While there is no doubt that better quality data are more readily available, for many mainstream investors interest remains fleeting and is often limited to one or two critical issues, such as safety in the mining industry and carbon emissions in power generation.

This is particularly true for investors with short-term investment horizons. If an investor intends to hold a firm’s shares for a matter of months – the average holding period on the London Stock Exchange is around seven months – then most ESG issues would be considered irrelevant. However, for investors with longer-term investment plans these issues become more important.

Taking the long view

When a shareholding lasts for more than three or four years several factors – including a firm’s relationships with its stakeholders (regulators, employees, suppliers and local communities) and its operating expenses (energy, productivity, raw material use) – become critical in understanding whether it will create value.

Unfortunately, sustainability reports rarely address ESG issues in this way. This is largely because the audience for these reports is almost never clearly defined. In reality, they are a “catch-all” document designed for everybody and nobody.

That is not to say that no-one is interested, more that the report format is the wrong way to communicate sustainability data. Instead companies should disseminate this information through existing channels that make sense to the end user. For example, they could use marketing and advertising to connect sustainability credentials to customers; compliance submissions with regulators; procurement codes with suppliers; and annual financial reports with investors.
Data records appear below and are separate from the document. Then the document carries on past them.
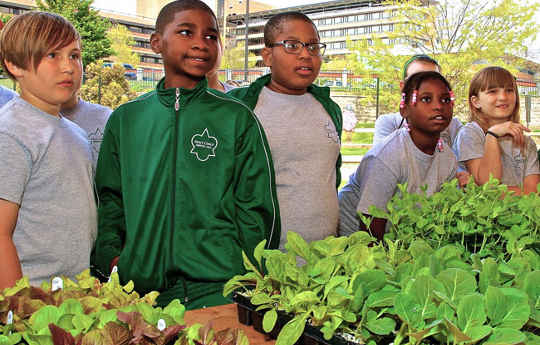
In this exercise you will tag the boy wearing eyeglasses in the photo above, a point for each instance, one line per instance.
(302, 124)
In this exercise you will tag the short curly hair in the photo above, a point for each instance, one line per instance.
(166, 15)
(274, 26)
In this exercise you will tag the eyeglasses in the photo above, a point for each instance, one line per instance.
(295, 47)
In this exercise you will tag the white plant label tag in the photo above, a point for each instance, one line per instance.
(161, 325)
(57, 284)
(114, 270)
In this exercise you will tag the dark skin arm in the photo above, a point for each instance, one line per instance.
(376, 228)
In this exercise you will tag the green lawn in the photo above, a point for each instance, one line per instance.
(354, 151)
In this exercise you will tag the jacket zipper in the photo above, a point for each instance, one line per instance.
(173, 174)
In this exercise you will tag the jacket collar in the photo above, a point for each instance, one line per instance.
(168, 96)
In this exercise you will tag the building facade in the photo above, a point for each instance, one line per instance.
(337, 21)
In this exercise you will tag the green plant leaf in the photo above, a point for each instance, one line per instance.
(83, 322)
(478, 333)
(105, 317)
(38, 339)
(258, 252)
(11, 339)
(176, 310)
(44, 316)
(507, 308)
(382, 326)
(292, 331)
(66, 322)
(371, 281)
(335, 282)
(305, 297)
(269, 320)
(261, 298)
(505, 336)
(457, 283)
(409, 311)
(71, 306)
(421, 290)
(427, 331)
(471, 312)
(299, 246)
(381, 298)
(458, 334)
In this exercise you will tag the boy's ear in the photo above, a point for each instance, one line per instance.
(266, 54)
(15, 70)
(474, 102)
(155, 42)
(404, 112)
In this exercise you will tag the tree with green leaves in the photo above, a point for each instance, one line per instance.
(91, 26)
(106, 85)
(234, 57)
(121, 43)
(462, 35)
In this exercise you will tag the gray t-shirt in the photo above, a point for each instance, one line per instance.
(516, 165)
(305, 147)
(394, 161)
(45, 168)
(389, 123)
(6, 95)
(92, 118)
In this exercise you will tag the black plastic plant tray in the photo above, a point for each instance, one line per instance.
(247, 315)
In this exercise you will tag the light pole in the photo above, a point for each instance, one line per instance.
(246, 51)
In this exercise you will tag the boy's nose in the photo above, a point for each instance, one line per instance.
(67, 66)
(200, 43)
(304, 52)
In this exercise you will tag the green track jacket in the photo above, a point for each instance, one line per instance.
(250, 95)
(185, 182)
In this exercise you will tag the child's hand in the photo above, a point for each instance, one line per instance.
(463, 178)
(509, 128)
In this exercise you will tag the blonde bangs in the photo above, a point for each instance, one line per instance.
(28, 37)
(491, 78)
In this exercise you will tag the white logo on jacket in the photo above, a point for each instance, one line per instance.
(203, 145)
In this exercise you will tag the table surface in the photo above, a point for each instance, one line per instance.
(223, 317)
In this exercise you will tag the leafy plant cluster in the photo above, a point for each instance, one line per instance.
(106, 85)
(483, 220)
(89, 312)
(391, 293)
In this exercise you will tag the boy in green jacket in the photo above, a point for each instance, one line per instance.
(303, 126)
(184, 176)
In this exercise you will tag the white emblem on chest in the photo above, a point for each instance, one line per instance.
(203, 145)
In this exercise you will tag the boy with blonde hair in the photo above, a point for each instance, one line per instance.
(47, 206)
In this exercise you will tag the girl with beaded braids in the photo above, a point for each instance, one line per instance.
(493, 143)
(415, 155)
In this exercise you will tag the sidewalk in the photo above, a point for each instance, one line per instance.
(351, 159)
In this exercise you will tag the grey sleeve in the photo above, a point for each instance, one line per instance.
(384, 126)
(532, 166)
(348, 199)
(373, 183)
(15, 169)
(453, 129)
(469, 144)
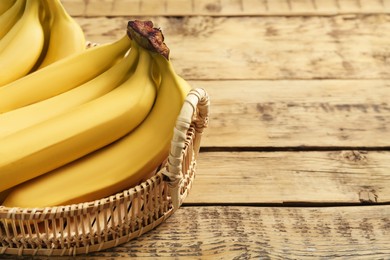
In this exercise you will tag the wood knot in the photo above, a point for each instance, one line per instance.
(354, 156)
(368, 196)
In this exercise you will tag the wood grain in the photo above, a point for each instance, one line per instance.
(224, 7)
(304, 178)
(250, 48)
(263, 233)
(296, 113)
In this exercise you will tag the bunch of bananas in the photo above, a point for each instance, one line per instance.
(40, 32)
(89, 124)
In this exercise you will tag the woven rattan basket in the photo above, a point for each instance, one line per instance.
(108, 222)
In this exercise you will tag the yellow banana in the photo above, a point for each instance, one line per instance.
(21, 47)
(66, 36)
(43, 147)
(117, 166)
(26, 116)
(61, 76)
(11, 16)
(5, 5)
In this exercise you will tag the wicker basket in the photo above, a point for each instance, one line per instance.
(106, 223)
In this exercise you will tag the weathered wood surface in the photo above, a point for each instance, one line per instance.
(262, 233)
(224, 7)
(330, 178)
(250, 48)
(299, 117)
(294, 113)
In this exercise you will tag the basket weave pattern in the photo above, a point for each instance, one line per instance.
(108, 222)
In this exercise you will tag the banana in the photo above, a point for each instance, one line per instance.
(21, 47)
(45, 146)
(26, 116)
(11, 16)
(61, 76)
(118, 166)
(66, 36)
(5, 5)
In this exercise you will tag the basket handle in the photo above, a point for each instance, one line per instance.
(194, 111)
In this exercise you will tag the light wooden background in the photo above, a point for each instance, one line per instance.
(295, 163)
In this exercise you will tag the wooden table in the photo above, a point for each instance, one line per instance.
(295, 163)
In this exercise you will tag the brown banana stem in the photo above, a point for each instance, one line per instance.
(148, 37)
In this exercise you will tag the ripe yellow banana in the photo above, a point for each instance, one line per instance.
(117, 166)
(21, 47)
(11, 16)
(66, 36)
(61, 76)
(69, 136)
(15, 120)
(5, 5)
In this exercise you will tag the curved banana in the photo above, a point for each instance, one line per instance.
(69, 136)
(66, 36)
(21, 47)
(5, 5)
(11, 17)
(26, 116)
(61, 76)
(117, 166)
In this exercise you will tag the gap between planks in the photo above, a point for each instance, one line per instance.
(224, 7)
(296, 178)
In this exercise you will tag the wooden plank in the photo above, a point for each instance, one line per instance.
(340, 47)
(263, 233)
(331, 177)
(224, 7)
(330, 113)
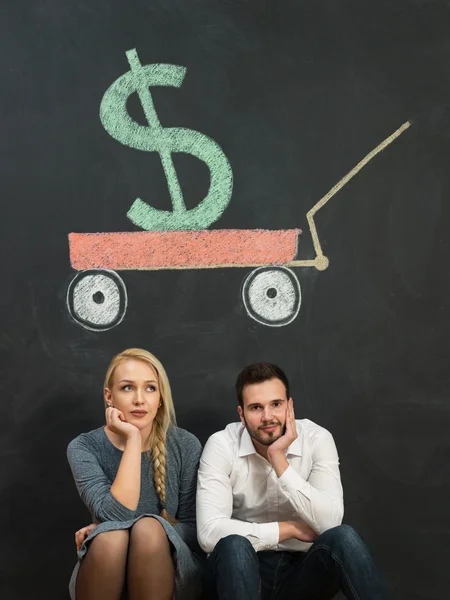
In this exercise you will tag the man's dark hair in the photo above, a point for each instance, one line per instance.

Efforts by the International Integrated Reporting Council to develop a global reporting framework are, at least from an investment perspective, particularly critical. The draft framework (consultation ends on 15 July) defines the key parameters of what corporate reporting, sustainability or otherwise, should look like. It focuses on communicating how organisations create long-term value in terms of financial, human, societal and natural capital.